Однако, что бы мы ни делали, вход оставался наглухо замурован. Правда, не проснулась и Ларна… Тогда мы соединили острия наших мечей и уперли их в серебро. Через некоторое время по мечам пополз легкий дымок, и их лезвия стали потихоньку уходить вглубь. Ведя мечи по кругу, мы вырезали небольшое отверстие (комки серебра с шипением посыпались на песок), резко отступили назад и прислушались.

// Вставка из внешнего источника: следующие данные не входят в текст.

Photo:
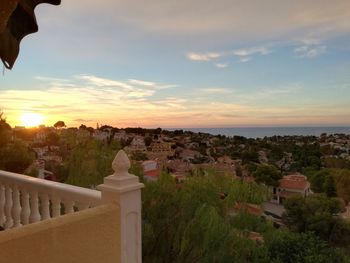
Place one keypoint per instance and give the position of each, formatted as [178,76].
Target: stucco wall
[92,235]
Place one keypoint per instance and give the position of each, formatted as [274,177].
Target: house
[101,135]
[151,170]
[289,185]
[159,147]
[137,144]
[249,208]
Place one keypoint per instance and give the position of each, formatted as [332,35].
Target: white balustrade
[24,199]
[2,205]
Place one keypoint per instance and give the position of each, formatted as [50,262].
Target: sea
[261,132]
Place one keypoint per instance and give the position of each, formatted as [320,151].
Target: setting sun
[31,119]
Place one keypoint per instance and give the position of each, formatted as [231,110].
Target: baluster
[2,204]
[56,207]
[25,213]
[45,207]
[68,207]
[16,208]
[8,207]
[34,208]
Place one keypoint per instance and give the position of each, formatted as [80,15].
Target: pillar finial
[121,164]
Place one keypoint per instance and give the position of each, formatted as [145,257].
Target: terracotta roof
[153,173]
[294,182]
[249,208]
[285,193]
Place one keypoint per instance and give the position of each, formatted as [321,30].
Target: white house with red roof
[289,185]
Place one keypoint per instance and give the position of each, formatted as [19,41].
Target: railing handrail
[50,187]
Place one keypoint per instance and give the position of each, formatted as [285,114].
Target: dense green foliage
[267,174]
[314,213]
[192,223]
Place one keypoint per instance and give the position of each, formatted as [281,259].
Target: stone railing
[25,200]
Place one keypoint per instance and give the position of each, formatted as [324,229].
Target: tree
[59,124]
[323,182]
[343,184]
[5,131]
[267,174]
[191,224]
[314,213]
[287,247]
[16,157]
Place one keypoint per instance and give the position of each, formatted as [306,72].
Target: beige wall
[92,235]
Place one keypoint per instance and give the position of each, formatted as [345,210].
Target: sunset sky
[193,63]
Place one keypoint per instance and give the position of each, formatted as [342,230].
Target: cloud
[83,120]
[244,52]
[216,91]
[203,56]
[243,55]
[310,48]
[221,65]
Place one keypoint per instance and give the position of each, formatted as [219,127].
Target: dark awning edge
[21,23]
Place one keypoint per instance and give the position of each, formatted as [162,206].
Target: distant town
[183,153]
[257,186]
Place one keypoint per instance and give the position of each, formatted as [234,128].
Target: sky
[181,64]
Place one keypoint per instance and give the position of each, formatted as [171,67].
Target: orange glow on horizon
[30,119]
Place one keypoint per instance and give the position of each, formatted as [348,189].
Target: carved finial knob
[121,164]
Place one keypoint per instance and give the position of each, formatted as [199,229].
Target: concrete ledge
[90,236]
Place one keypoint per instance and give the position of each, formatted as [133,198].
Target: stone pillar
[125,189]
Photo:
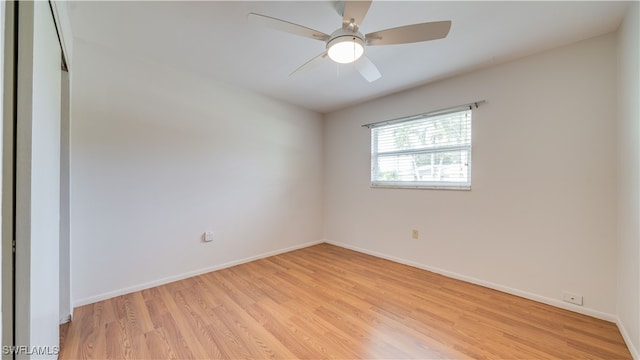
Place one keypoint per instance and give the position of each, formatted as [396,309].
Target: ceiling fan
[347,44]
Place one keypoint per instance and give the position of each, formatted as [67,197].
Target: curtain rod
[430,113]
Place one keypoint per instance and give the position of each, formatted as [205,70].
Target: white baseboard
[487,284]
[170,279]
[627,339]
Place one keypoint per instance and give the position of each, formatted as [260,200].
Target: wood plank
[331,303]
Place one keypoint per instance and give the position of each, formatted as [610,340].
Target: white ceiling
[213,38]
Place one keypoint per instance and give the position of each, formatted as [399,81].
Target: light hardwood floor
[329,302]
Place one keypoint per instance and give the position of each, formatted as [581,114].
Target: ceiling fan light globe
[345,50]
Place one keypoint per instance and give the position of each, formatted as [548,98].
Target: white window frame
[424,184]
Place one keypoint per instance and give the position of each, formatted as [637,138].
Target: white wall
[541,216]
[37,199]
[159,156]
[629,179]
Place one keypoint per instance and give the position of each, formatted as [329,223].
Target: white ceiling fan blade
[310,64]
[354,11]
[286,26]
[368,69]
[410,33]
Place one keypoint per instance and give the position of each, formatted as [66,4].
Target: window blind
[425,151]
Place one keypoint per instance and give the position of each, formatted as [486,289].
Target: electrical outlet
[572,298]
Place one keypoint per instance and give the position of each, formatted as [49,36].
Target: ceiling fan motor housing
[345,46]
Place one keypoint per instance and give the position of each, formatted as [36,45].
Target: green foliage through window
[432,151]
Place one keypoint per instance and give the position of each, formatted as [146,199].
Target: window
[424,151]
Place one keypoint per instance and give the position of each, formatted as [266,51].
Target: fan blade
[354,12]
[286,26]
[367,69]
[310,64]
[410,33]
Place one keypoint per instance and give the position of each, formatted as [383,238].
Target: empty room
[321,179]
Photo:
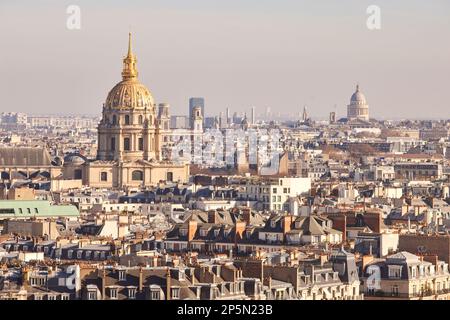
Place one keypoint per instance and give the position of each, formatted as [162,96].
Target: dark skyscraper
[196,102]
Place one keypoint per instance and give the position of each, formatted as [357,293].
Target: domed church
[358,109]
[130,136]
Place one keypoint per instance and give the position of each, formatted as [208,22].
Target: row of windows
[127,119]
[136,175]
[21,211]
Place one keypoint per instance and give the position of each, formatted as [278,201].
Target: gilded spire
[130,47]
[129,63]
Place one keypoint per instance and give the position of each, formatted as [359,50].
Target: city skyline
[295,64]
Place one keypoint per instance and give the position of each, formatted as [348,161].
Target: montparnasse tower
[128,130]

Мы не чуяли решительно ничего — ни Силой, ни слухом. В воздухе не ощущалось даже обычного присутствия сырого подземельного духа. Может быть, оказавшаяся ненадежной лестница была теперь замурована у самого основания и, таким образом, этот вход в Итиль был вообще перекрыт?

Переглянувшись, мы стали расширять отверстие. Как только вырезанный нашими мечами кусок серебра звучно упал на песок, я стремительно нагнулся и просунул голову в образовавшийся проем.

Вынырнул я оттуда как ужаленный. В локте от оплавившегося серебряного завала стояла неровная стена. Она была сложена из черепов.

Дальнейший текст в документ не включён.